WASHINGTON: The United States condemned Thursday the “highly regrettable decision” of China and Russia to veto a UN Security Council resolution threatening sanctions against Syrian President Bashar al-Assad.
It is a “mistake to prop up that regime,” President Barack Obama’s spokesman Jay Carney told a White House briefing shortly after Russia and China blocked UN action against Syria for the third time in nine months.
The veto is a “highly regrettable decision that will, I think, have repercussions for the countries that vetoed the resolution for a long time, in terms of how they’re viewed by the Syrian people,” Carney said.
“There’s no doubt that Syria’s future will not include Bashar al-Assad. His days in power are numbered.
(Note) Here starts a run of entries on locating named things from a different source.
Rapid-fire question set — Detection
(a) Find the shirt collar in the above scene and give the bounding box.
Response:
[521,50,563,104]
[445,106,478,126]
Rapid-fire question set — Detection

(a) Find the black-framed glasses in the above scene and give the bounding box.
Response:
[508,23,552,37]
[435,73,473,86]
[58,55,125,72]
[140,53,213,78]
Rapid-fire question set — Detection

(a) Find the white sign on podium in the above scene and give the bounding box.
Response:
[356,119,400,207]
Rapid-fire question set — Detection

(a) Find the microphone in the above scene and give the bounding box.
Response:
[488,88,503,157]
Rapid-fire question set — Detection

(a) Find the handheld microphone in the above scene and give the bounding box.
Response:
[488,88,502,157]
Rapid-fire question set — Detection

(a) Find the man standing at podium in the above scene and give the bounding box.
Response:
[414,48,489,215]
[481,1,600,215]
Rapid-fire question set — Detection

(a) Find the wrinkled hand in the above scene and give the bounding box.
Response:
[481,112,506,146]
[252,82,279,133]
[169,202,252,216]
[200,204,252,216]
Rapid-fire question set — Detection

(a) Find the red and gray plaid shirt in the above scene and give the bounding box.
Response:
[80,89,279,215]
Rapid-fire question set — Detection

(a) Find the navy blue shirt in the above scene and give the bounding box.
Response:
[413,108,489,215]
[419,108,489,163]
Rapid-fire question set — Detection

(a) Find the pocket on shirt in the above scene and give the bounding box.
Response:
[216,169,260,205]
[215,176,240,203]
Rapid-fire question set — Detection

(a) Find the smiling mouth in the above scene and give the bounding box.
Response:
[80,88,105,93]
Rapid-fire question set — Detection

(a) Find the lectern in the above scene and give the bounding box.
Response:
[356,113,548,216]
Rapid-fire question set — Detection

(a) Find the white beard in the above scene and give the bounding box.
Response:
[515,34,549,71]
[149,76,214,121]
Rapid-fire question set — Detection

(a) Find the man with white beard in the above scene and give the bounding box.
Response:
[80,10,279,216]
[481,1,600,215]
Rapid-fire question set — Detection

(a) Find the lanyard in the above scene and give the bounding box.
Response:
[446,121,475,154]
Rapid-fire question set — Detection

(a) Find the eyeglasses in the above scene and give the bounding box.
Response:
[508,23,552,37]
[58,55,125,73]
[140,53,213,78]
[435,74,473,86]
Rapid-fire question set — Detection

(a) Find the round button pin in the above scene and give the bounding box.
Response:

It’s a mistake to prop up that regime as it comes to an end.”
Carney’s reaction followed that of US Ambassador to the United Nations Susan Rice, who said bluntly that the UN Security Council had failed on Syria.
“We will intensify our work with a diverse range of partners outside the Security Council to bring pressure to bear on the Assad regime and to deliver assistance to those in need,” Rice said.
“The Security Council has failed utterly in its most important task on the agenda this year,” Rice added, as she slammed Moscow and Beijing.
Highlighting Syria’s stockpile of chemical weapons, Rice said the Syrian government will be “held accountable” if it is used against the opposition.
“As the situation deteriorates, the potential that this regime could consider using chemical weapons against its own people should be a concern for us all,” she said.
Fears over the chemical weapons have increased in recent days.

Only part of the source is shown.